One-off function for testing Craig transform code on synthetic data.
Parameters
numstns : int, optional
The number of stations (samples) in the grid's x and y directions. Default 20.
Returns
n, e, d, Ann, Ane, And, Aee, Aed, Add, Auv, AD :
a list of numpy 1D arrays
- galileoQC.transforms.spheretest.sphere(xm, xs, rs, ps)¶
Calculates the vertical gravity, gD, and all gravity gradient components (in NED coordinates), on sample points simulating an airborne survey above a massive sphere at the centre of the survey area.
One-off function for testing Craig transform code on synthetic data.
Parameters
xm : numpy 2D array
The NED coordinates of the synthetic survey measurement points in metres. Array size is [n,3] for `n` measurements.
xs : numpy 1D array
The NED coordinates of the centre of the sphere in metres.
rs : str
The radius of the sphere in metres.
ps : float
The density of the sphere in gm/cc (== tonnes per cubic metre).
Returns
Gnn, Gne, Gnd, Gee, Ged, Gdd, Guv, gD : a list of numpy 1D arrays
gravity gradients and vertical acceleration.
- galileoQC.transforms.spheretest._make_xr(data, name, units, n, e, n_chan='northing', e_chan='easting')¶
Puts the data in 1D numpy arrays (n, e, data) into a fiducial- dimensioned 1D xarray DataSet. The n and e channels are assumed to have units ‘m’.
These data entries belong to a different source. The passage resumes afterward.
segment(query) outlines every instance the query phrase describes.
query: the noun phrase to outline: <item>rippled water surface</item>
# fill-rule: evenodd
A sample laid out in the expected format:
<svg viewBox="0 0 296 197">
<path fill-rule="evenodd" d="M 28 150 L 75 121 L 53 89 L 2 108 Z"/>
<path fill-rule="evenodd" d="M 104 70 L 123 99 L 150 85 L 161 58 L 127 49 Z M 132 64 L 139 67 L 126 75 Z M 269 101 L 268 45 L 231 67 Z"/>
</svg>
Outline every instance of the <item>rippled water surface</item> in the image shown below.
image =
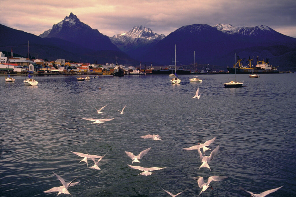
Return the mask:
<svg viewBox="0 0 296 197">
<path fill-rule="evenodd" d="M 178 85 L 164 75 L 36 77 L 35 87 L 24 85 L 24 77 L 15 83 L 0 77 L 0 196 L 56 196 L 43 192 L 62 185 L 52 172 L 67 183 L 79 177 L 69 189 L 74 196 L 169 196 L 161 187 L 196 196 L 201 189 L 192 178 L 213 175 L 228 178 L 201 196 L 249 196 L 239 187 L 259 193 L 283 185 L 268 196 L 295 196 L 296 74 L 238 75 L 243 87 L 224 88 L 234 76 L 202 75 L 194 83 L 181 76 Z M 192 99 L 198 87 L 200 99 Z M 99 124 L 82 118 L 113 118 Z M 139 137 L 148 134 L 163 140 Z M 197 151 L 183 149 L 215 136 L 208 147 L 220 149 L 211 170 L 199 170 Z M 150 147 L 139 163 L 124 152 Z M 98 170 L 70 151 L 107 154 Z M 166 168 L 137 175 L 128 164 Z"/>
</svg>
One-off function for testing Craig transform code on synthetic data.
Parameters
data : numpy 1D array
Airborne survey line-based data.
name : str
Name of the `data`.
units : str
Name of the units of the `data`.
n : numpy 1D array
The northings (or 'y' coordinates) for the `data`. Must be in metres.
e : numpy 1D array
The eastings (or 'x' coordinates) for the `data`. Must be in metres.
n_chan : str, optional
The name to be given to the `n` data, usually 'northing' or 'y'. Default 'northing'.
e_chan : str, optional
The name to be given to the `e` data, usually 'easting' or 'x'. Default 'easting'.
Returns
ds : xarray 1D DataSet
DataSet containing the provided data, dimensioned by fiducial.